III. Textual analytics: data mining and topic modelling

  1. One of the most valuable features of letters to the scholar is their tendency to contain information on a huge diversity of topics, much of it unavailable elsewhere. The corresponding difficulty is that letters can lurch unpredictably from one topic to another, making the identification of relevant material difficult. One means of rendering large quantities of letters more readily navigable is via text mining, which applies a variety of analytical strategies — including lexical analysis, pattern recognition, association analysis, and visualization — to extract information from unstructured texts.
  2. Even more closely adapted to scholarly needs is topic modelling. In theory, this technology should allow researchers to identify material on specific topics and general areas, even in the largest and most fragmentary collections of correspondence, based on the frequency with which certain terminology pertaining to the topic sought.
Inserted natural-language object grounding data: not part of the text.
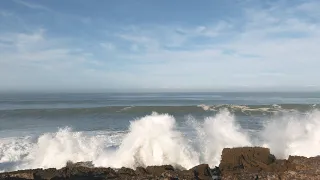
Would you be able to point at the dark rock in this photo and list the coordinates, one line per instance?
(202, 171)
(141, 171)
(126, 172)
(236, 164)
(158, 170)
(21, 174)
(251, 159)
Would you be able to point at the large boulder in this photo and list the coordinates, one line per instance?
(251, 159)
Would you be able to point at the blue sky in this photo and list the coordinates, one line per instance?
(159, 45)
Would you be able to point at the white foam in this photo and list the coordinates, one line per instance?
(293, 134)
(156, 140)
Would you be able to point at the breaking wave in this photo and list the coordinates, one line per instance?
(156, 139)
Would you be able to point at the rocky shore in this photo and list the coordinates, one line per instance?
(243, 163)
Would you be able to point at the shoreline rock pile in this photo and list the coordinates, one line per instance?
(243, 163)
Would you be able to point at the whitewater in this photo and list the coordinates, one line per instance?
(157, 139)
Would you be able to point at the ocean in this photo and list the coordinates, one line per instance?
(46, 130)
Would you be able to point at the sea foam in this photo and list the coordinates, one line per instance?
(156, 139)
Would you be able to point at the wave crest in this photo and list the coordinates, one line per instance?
(156, 140)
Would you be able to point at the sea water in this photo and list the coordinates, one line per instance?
(141, 129)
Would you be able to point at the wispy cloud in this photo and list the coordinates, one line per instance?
(274, 45)
(32, 5)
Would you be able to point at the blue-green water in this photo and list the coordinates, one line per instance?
(31, 122)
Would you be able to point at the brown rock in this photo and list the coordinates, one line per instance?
(158, 170)
(202, 171)
(22, 174)
(253, 159)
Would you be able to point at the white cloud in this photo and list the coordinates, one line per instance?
(108, 46)
(277, 46)
(31, 5)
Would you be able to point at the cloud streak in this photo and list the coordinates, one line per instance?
(272, 46)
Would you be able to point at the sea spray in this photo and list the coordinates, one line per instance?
(152, 140)
(156, 140)
(293, 134)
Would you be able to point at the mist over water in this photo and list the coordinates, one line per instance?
(158, 139)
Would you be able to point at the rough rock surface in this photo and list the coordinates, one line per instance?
(258, 163)
(236, 164)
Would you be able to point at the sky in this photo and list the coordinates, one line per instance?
(214, 45)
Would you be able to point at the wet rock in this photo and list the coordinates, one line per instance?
(22, 174)
(158, 170)
(202, 171)
(141, 171)
(236, 164)
(251, 159)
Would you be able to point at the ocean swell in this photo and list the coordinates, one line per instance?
(156, 139)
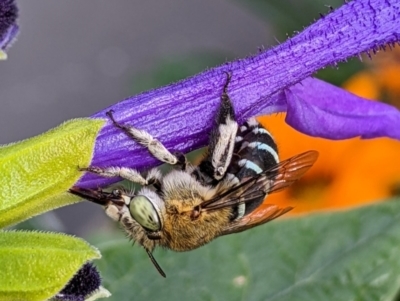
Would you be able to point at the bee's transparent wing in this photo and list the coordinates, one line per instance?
(272, 180)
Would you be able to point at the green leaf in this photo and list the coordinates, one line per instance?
(37, 172)
(36, 266)
(352, 255)
(99, 294)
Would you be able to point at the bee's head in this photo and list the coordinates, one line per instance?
(147, 209)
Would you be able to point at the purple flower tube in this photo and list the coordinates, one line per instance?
(181, 115)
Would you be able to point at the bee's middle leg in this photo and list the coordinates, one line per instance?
(155, 147)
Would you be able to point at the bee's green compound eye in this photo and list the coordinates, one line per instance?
(143, 211)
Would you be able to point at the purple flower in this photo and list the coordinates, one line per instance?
(8, 26)
(181, 115)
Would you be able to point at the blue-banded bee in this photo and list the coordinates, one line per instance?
(191, 205)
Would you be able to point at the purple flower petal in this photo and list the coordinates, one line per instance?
(323, 110)
(182, 114)
(8, 26)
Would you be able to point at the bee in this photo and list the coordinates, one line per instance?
(192, 204)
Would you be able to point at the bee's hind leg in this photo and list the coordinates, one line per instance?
(222, 140)
(155, 147)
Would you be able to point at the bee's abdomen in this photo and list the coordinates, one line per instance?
(255, 151)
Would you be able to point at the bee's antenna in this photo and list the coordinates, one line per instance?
(153, 260)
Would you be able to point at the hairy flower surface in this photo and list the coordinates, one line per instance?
(8, 25)
(182, 114)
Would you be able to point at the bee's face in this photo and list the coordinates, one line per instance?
(191, 205)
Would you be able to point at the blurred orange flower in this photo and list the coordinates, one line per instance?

In practice, corpora in several languages, each with its varying early modern orthography, pose significant challenges. In addressing these difficulties, WG 3 will build on the work already undertaken in the ePistolarium.

IV. Training Schools


  1. Reassembling the republic of letters requires broad-based collaboration. Broad-based collaboration requires the training of a network of scholars in the use of emerging tools, techniques, and methods. Preparing for future developments requires that this training be directed above all to the emerging generation of scholars in early career. One of the central objectives of WG 3 is therefore to coordinate the COST-funded training schools devoted to this purpose.
  2. Developing tools which scholars need and will actually use, on the other hand, requires intensive communication between users and system developers. With this necessity in mind, Training Schools in this Action will also be devoted to assessing scholars’ interaction with relevant digital tools. The first Training School (March 2015) was designed to monitor and assess the needs and experiences of scholars learning to use recently created tools.  The second Training School (in 2016/17) will also attempt to assess the future needs of scholarly users with regard to new tools being developed within and outside the community represented in the Action.

Download the first Training School Programme here.

V. Toward a Virtual Research Environment

Ultimately, all the tools envisaged and developed throughout all the WGs for dealing with the temporal, spatial, prosopographical, social, textual, topical, and physical aspects of correspondence need to be brought together to create a Virtual Research Environment, that is, an integrated online interface designed to help a distributed community of researchers collaborate in assembling and exploring this vast and fragmentary literary heritage, in publishing the fruits of their work in a variety of formats, and in projecting the results into the classroom and into the broader public domain. Work on planning such a VRE — one of the culminating objective of the Action as a whole — will also be coordinated by WG 3.